Este foi o alerta emitido pelo empresário Fermín Acosta, ex-presidente da Associação Dominicana de Construtores e Promotores Imobiliários ( Acoprovi) , que afirmou que “entre 75 e 80% das licenças estão retidas, principalmente no Ministério do Turismo e Meio Ambiente”.
Em entrevista ao programa La Ventana, El Inmobiliario Media , o líder sindical afirmou que "isto se repete em projetos que não conseguiram avançar devido a atrasos institucionais prolongados".
Acosta indicou que esse problema obrigou os sindicatos a apresentarem suas reivindicações diretamente ao Presidente da República , que esta semana solicitou que se identificasse onde os processos estão sendo retidos, a fim de agilizar seu processamento.
Ele afirmou que, embora o Ministério da Habitação demonstre maior eficiência em seus processos, sua gestão é limitada porque os empreendimentos exigem autorizações obrigatórias de outras entidades, sendo o Turismo e o Meio Ambiente as que acumulam mais atrasos .
Projetos ambientais afetados
Acosta comentou que mesmo iniciativas de alta ecológica , como as voltadas para a reciclagem, "têm sofrido longos atrasos no Ministério do Meio Ambiente, apesar de serem projetos que respondem a necessidades ambientais óbvias".
Além disso, ele destacou que outros projetos aguardam autorização do Ministério do Turismo , o que considera especialmente preocupante, dada a importância fundamental do setor turístico para a economia nacional.
arrasto econômico
O empresário destacou que a construção civil é um dos setores com maior impacto na economia, uma vez que sua paralisação afeta bancos, fornecedores, vendedores, empresas e serviços ligados à atividade.

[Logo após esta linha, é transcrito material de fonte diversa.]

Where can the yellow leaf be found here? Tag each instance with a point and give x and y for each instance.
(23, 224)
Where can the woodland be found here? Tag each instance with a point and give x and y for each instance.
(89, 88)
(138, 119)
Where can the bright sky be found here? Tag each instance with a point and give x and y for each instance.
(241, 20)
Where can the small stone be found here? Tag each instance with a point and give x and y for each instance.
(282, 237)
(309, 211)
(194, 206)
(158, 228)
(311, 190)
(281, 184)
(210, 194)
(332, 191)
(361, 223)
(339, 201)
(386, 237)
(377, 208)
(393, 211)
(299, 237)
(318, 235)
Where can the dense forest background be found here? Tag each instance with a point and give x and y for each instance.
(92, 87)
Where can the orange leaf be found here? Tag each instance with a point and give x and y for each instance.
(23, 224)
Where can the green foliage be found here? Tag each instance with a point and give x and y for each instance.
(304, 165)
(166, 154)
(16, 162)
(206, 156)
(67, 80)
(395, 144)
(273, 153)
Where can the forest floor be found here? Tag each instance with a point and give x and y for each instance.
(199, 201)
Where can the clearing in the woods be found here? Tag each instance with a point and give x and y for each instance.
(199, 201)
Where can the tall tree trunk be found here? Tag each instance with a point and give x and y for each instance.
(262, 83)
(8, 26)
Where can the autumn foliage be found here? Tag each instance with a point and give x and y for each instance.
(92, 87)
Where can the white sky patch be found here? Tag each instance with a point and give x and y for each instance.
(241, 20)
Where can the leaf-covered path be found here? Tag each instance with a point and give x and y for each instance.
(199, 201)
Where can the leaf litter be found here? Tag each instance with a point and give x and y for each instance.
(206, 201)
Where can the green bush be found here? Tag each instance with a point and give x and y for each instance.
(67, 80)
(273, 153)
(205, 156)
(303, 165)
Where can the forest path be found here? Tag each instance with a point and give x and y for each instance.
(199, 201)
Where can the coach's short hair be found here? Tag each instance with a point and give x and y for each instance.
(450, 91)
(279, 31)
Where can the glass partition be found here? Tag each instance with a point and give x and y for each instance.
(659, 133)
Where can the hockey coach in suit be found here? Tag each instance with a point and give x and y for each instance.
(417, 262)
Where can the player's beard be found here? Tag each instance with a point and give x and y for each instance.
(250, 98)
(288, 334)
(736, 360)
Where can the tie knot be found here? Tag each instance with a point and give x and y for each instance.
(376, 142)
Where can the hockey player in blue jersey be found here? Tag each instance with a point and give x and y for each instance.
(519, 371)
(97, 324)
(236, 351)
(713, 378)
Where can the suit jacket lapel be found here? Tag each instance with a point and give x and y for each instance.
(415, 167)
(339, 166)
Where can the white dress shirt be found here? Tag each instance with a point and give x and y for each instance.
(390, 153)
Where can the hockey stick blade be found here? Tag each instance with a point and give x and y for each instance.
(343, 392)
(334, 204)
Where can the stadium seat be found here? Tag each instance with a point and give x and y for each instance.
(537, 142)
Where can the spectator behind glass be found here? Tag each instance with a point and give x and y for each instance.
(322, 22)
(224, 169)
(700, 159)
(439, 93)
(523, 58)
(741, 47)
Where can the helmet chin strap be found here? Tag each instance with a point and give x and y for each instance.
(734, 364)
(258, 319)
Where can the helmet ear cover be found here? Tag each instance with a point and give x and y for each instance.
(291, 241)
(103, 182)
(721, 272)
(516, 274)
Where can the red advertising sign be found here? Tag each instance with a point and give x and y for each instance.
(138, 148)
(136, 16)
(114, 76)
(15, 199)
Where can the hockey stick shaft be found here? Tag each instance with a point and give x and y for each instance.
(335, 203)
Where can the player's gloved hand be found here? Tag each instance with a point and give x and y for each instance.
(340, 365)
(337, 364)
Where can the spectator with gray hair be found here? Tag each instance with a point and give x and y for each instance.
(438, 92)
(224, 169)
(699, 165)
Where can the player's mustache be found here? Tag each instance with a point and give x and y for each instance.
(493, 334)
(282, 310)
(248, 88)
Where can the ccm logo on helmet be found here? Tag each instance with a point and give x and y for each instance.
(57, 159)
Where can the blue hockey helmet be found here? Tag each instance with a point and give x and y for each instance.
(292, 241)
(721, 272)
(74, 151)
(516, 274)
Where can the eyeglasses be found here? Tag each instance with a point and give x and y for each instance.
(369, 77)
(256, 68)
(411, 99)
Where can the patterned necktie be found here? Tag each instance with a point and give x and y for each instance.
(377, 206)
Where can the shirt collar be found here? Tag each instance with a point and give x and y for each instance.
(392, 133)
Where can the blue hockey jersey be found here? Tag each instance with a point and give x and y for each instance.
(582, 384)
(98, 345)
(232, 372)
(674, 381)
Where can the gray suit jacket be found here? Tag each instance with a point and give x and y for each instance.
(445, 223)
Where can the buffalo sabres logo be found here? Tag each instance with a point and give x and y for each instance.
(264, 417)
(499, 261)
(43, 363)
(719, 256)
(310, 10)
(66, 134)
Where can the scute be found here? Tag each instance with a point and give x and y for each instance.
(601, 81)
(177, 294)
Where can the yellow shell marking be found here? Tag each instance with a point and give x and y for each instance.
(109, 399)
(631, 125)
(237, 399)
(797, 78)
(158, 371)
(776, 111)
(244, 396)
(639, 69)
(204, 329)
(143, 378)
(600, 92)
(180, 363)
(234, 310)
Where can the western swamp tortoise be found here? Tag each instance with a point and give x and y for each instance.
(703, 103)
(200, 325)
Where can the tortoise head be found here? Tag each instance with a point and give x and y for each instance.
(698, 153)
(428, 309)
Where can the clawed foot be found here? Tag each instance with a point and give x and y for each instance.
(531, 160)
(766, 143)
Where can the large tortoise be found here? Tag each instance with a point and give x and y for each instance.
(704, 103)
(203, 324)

Ele afirmou que, quando a atividade da construção civil diminui, "isso é sentido em todos os setores, da indústria do cimento à mulher que cozinha para os trabalhadores", devido à extensão da cadeia produtiva que depende do setor.
Impacto nas taxas de juros
Fermín Acosta explicou que as altas taxas de juros foram outro fator determinante na queda do setor. "Elas chegaram a 16% e 17%, valores impossíveis de suportar tanto para uma construtora quanto para os compradores de imóveis", observou.
Ele indicou que esses aumentos afetam não apenas os custos diretos de construção, mas também as despesas administrativas e operacionais, que não estão incluídas nos índices oficiais, mas que impactam significativamente o preço final dos imóveis.
Acosta explicou que muitas construtoras tiveram que incluir cláusulas de variação de preços nos contratos, embora isso continue sendo um grande desafio, pois as incorporadoras não têm controle sobre quando os preços aumentam ou por quanto tempo isso afetará um projeto.
“Como os projetos são de médio e longo prazo, qualquer variação na taxa pode impactar os custos durante a execução, gerando incerteza tanto para os construtores quanto para os compradores”, afirmou ele.
Uma crescente escassez de moradias
O ex-presidente de Acoprovi destacou que o país mantém um déficit habitacional de mais de um milhão e meio de casas, o que representa uma necessidade urgente, especialmente para a população mais vulnerável.
“Essa demanda não poderá ser atendida adequadamente se os projetos privados permanecerem paralisados e se as construtoras enfrentarem atrasos prolongados na obtenção de licenças essenciais de instituições como o Turismo e o Meio Ambiente ”, afirmou ele.
Acosta considerou positivo o fato de o presidente Luis Abinader ter se envolvido diretamente na revisão das licenças retidas, pois isso poderia ajudar a identificar onde ocorrem os gargalos e quais funcionários são responsáveis pelos atrasos.
Ele afirmou que as taxas de juros diminuíram recentemente e que isso pode ter um positivo no setor, embora tenha ressaltado que ainda há incertezas sobre a duração desse alívio.
Por fim, Acosta expressou sua esperança de que as medidas promovidas pelo Governo ajudem a desbloquear os processos e permitam que a construção recupere o ritmo, especialmente nas áreas mais afetadas pelo congelamento das licenças.